A sphere with a diameter of 10 cm is cut by a plane 3 cm above its center. what is the area of the circle formed? (Leave answer in units of (pi))

Question

Area of a circle with a diameter of cm that is cut by a plane 3 cm above its center.

Answer 1

The radius of the sphere is 10/2=5cm. The way to picture the problem is to represent the plane as a line parallel to the horizontal diameter of the sphere, represented by a circle, cutting through the circle. If you draw a perpendicular radius at right angles to this line from the centre of the circle, and another radius from where the line meets the circumference, you will have a right-angled triangle where the sloping radius, length 5, is the hypotenuse, the vertical side, length 3, and a horizontal segment of the line, length sqrt(5^-3^)=sqrt(16)=4. This line segment forms the radius of the circular cross-section cut by the plane, so the area of the cross-section is (pi)*4^2=16(pi).

Answer 2

This be sekter av serkel...triangel from senter (isosoleez trinagel) & ark abuv

triangel hite=3 & 2 side leng=radius=5

Kut it in half with vertikal line & yu get 2 identikal rite triangels...hite=3 & diagonal=5

Yu get triagel1...angel=106.26 deg

chord leng=8, so radius av  top serkel=4  (3, 4, 5 triangel)
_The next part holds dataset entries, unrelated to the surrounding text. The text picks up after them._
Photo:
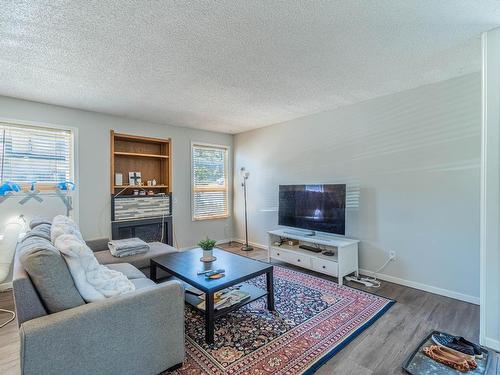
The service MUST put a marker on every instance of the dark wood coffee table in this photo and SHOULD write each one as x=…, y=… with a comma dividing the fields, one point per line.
x=186, y=264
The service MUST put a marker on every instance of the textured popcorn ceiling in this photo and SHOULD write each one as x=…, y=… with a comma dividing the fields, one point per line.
x=233, y=65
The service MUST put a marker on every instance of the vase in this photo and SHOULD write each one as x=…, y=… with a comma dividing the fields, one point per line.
x=208, y=256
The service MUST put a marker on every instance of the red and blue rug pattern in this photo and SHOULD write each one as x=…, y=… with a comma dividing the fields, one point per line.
x=314, y=319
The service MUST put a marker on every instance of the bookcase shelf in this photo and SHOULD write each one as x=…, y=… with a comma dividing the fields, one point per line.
x=119, y=153
x=149, y=156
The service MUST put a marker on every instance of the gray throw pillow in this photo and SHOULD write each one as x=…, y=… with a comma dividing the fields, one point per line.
x=41, y=230
x=49, y=273
x=39, y=220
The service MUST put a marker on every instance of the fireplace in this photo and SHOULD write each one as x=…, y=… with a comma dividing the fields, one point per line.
x=149, y=230
x=145, y=217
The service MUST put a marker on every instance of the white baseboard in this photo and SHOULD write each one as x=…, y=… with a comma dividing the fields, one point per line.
x=491, y=343
x=424, y=287
x=397, y=280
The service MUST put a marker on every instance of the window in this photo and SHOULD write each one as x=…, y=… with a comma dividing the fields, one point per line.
x=209, y=181
x=35, y=154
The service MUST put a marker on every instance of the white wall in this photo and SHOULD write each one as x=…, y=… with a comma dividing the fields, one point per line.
x=411, y=161
x=490, y=193
x=93, y=165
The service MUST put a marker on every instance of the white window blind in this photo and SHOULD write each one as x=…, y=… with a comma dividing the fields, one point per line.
x=34, y=154
x=209, y=179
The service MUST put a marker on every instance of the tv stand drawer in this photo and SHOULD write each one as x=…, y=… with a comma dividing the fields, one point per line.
x=325, y=266
x=291, y=257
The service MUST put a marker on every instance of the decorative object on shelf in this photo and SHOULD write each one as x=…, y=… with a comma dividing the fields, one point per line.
x=207, y=245
x=134, y=178
x=245, y=174
x=32, y=193
x=118, y=179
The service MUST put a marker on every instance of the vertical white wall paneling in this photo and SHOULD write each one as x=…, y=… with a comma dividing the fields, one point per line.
x=93, y=164
x=490, y=192
x=411, y=161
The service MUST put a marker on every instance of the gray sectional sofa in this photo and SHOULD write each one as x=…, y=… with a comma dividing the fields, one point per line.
x=141, y=332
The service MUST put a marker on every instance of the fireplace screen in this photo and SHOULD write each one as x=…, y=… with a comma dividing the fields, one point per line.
x=149, y=230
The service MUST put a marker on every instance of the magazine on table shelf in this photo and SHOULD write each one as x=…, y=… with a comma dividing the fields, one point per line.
x=225, y=298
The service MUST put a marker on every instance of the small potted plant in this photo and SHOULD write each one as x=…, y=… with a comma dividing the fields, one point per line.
x=207, y=245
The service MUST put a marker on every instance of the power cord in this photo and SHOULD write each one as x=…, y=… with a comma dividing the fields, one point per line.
x=372, y=281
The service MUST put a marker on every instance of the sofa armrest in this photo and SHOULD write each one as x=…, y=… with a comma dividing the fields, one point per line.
x=137, y=333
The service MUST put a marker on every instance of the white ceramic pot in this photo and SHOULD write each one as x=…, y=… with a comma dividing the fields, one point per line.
x=208, y=256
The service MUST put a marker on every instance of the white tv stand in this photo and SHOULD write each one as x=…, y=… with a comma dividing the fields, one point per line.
x=342, y=263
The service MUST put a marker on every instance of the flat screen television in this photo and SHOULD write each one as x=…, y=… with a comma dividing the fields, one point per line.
x=313, y=207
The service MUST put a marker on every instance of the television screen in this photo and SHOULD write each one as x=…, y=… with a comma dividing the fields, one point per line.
x=313, y=207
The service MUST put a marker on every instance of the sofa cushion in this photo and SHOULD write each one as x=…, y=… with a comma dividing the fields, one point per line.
x=64, y=225
x=127, y=269
x=41, y=230
x=49, y=273
x=139, y=260
x=94, y=281
x=142, y=283
x=39, y=220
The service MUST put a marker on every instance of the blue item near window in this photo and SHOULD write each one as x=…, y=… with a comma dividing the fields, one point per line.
x=9, y=187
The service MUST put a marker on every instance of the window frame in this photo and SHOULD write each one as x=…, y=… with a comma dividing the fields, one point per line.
x=50, y=190
x=211, y=189
x=49, y=186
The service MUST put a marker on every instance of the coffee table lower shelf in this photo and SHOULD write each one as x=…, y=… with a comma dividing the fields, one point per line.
x=253, y=291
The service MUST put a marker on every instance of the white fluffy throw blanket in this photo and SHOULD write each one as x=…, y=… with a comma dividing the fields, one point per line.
x=93, y=280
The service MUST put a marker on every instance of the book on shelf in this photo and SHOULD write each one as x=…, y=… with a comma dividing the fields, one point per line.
x=225, y=299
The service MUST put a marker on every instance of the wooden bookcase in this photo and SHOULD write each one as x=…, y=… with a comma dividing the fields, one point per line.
x=150, y=156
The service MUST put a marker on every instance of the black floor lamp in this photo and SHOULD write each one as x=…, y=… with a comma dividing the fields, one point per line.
x=245, y=174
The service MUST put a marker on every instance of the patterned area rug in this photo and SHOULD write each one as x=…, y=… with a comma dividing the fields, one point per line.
x=314, y=319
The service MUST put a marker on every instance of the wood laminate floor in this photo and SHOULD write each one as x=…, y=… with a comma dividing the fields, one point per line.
x=380, y=349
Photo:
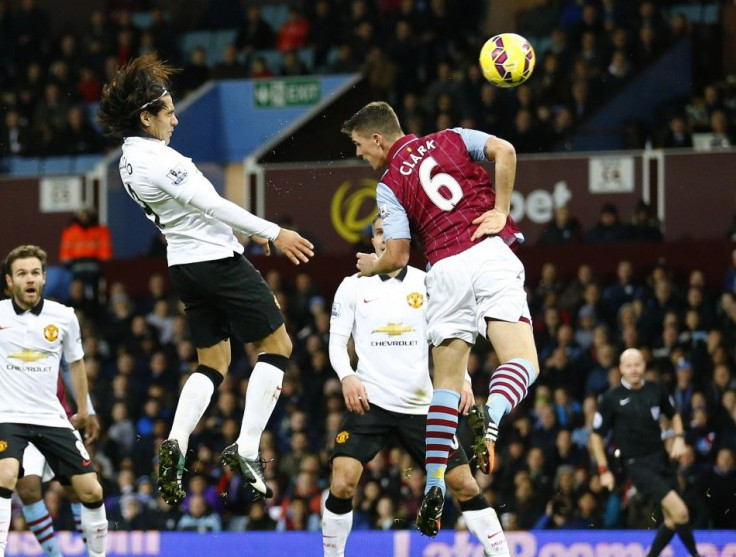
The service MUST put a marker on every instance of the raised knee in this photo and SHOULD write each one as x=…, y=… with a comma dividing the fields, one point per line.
x=90, y=493
x=29, y=490
x=461, y=482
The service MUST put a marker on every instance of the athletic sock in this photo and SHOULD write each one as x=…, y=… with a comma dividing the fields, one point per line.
x=337, y=521
x=40, y=523
x=77, y=512
x=5, y=512
x=264, y=389
x=193, y=401
x=441, y=428
x=663, y=537
x=685, y=531
x=509, y=386
x=94, y=524
x=484, y=524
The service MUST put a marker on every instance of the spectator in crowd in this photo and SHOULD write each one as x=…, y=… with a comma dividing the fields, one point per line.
x=195, y=73
x=562, y=229
x=199, y=518
x=85, y=246
x=608, y=228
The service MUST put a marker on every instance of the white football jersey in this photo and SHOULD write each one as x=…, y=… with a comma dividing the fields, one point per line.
x=387, y=320
x=162, y=182
x=31, y=345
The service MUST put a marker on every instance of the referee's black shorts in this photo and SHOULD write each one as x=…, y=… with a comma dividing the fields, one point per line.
x=224, y=298
x=362, y=436
x=653, y=475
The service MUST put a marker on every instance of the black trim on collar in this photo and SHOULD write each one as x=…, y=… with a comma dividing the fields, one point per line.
x=35, y=310
x=401, y=276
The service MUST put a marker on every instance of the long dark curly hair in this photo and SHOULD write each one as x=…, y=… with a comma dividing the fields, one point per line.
x=139, y=85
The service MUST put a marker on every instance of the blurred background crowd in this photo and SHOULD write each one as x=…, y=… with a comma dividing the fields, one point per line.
x=138, y=354
x=420, y=55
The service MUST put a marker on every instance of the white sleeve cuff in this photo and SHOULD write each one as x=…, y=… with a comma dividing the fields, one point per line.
x=211, y=204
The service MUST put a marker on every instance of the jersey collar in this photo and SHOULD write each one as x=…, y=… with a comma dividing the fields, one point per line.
x=400, y=277
x=399, y=144
x=628, y=386
x=35, y=310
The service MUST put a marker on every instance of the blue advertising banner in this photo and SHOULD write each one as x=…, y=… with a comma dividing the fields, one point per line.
x=400, y=543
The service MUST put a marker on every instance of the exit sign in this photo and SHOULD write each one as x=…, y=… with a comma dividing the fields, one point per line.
x=280, y=93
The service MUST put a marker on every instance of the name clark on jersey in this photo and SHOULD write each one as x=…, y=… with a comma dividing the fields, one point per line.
x=394, y=343
x=40, y=369
x=408, y=166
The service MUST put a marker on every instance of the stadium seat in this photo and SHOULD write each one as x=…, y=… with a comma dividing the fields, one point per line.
x=221, y=39
x=141, y=20
x=86, y=163
x=57, y=165
x=24, y=166
x=701, y=12
x=275, y=15
x=307, y=56
x=273, y=57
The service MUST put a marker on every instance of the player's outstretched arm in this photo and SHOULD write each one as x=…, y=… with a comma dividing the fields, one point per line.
x=394, y=257
x=293, y=246
x=78, y=376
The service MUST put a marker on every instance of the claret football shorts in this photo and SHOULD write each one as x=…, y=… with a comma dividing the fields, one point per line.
x=485, y=281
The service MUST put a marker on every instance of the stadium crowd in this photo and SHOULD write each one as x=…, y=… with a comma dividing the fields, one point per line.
x=420, y=56
x=138, y=355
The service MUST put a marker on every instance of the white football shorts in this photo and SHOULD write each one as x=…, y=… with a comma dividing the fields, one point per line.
x=485, y=281
x=34, y=463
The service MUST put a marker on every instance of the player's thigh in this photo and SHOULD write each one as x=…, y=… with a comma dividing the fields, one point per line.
x=498, y=283
x=34, y=464
x=361, y=436
x=193, y=284
x=512, y=340
x=451, y=308
x=412, y=434
x=64, y=450
x=653, y=476
x=14, y=439
x=244, y=297
x=346, y=472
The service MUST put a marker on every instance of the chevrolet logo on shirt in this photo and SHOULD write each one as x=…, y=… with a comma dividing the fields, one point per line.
x=394, y=329
x=28, y=355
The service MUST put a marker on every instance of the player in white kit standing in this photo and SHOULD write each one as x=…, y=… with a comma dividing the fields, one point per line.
x=34, y=333
x=389, y=395
x=433, y=189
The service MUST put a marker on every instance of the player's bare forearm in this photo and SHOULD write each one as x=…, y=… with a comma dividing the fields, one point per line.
x=504, y=155
x=78, y=376
x=598, y=450
x=394, y=257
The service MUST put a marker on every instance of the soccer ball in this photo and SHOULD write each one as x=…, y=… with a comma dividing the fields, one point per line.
x=507, y=60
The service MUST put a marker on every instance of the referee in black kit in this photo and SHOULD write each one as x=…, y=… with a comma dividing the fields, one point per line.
x=634, y=411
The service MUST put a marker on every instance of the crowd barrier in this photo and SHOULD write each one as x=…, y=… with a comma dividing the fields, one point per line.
x=398, y=543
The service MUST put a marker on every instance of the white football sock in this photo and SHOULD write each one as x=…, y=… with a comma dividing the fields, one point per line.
x=484, y=524
x=4, y=523
x=94, y=524
x=193, y=401
x=335, y=531
x=264, y=389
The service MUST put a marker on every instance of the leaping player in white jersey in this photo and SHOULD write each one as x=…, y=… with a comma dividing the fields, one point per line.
x=34, y=333
x=223, y=293
x=389, y=395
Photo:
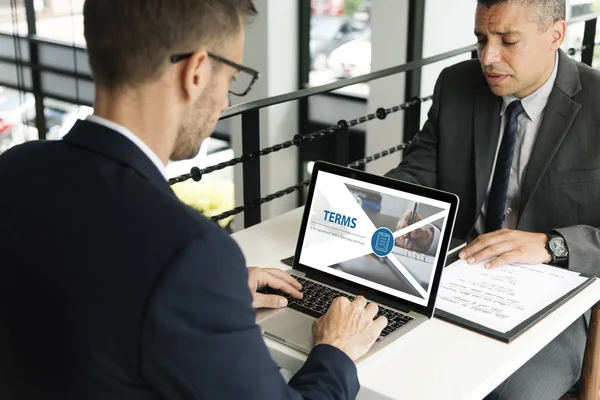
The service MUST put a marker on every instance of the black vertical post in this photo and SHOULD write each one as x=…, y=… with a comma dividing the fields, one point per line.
x=589, y=38
x=413, y=120
x=416, y=23
x=251, y=169
x=342, y=144
x=36, y=76
x=304, y=22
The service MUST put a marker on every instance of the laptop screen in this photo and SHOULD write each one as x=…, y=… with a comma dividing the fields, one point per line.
x=378, y=237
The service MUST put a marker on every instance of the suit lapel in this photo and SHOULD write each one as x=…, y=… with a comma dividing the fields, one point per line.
x=559, y=115
x=486, y=127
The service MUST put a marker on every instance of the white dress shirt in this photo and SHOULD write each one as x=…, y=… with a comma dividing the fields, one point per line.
x=131, y=136
x=529, y=125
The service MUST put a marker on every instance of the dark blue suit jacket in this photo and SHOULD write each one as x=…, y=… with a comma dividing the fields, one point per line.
x=111, y=288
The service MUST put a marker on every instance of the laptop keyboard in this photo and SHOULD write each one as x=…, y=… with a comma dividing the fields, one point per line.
x=317, y=299
x=413, y=254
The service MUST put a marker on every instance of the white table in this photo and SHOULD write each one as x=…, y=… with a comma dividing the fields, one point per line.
x=437, y=360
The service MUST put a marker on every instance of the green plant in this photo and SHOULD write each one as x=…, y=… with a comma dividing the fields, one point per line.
x=208, y=197
x=350, y=6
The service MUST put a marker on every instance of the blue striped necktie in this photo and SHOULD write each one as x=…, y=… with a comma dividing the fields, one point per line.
x=495, y=213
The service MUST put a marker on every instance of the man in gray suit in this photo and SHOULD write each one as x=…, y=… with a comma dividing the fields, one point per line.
x=520, y=145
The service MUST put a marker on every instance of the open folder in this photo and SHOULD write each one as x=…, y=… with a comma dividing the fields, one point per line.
x=504, y=302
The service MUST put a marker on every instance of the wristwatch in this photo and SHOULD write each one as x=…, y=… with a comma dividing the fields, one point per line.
x=557, y=247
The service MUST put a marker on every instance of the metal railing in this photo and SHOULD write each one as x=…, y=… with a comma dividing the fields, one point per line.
x=250, y=115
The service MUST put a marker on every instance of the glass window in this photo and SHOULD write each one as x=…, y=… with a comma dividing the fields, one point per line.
x=574, y=38
x=13, y=20
x=60, y=20
x=18, y=117
x=16, y=108
x=340, y=42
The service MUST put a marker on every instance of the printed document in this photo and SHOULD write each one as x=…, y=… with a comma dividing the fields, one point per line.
x=502, y=298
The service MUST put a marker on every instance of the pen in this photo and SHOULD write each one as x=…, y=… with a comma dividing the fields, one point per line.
x=411, y=221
sekter area=23.18238, triangel area=12, segment area=11.18238

Comments

The chord length of 8cm is the diameter of the circular cross-section cut by the plane, so you can find its area (pi)*16, which is what the question is asking for. So you were nearly there! But you over-complicated the answer by finding the area of a segment, and you didn't show the answer in terms of pi!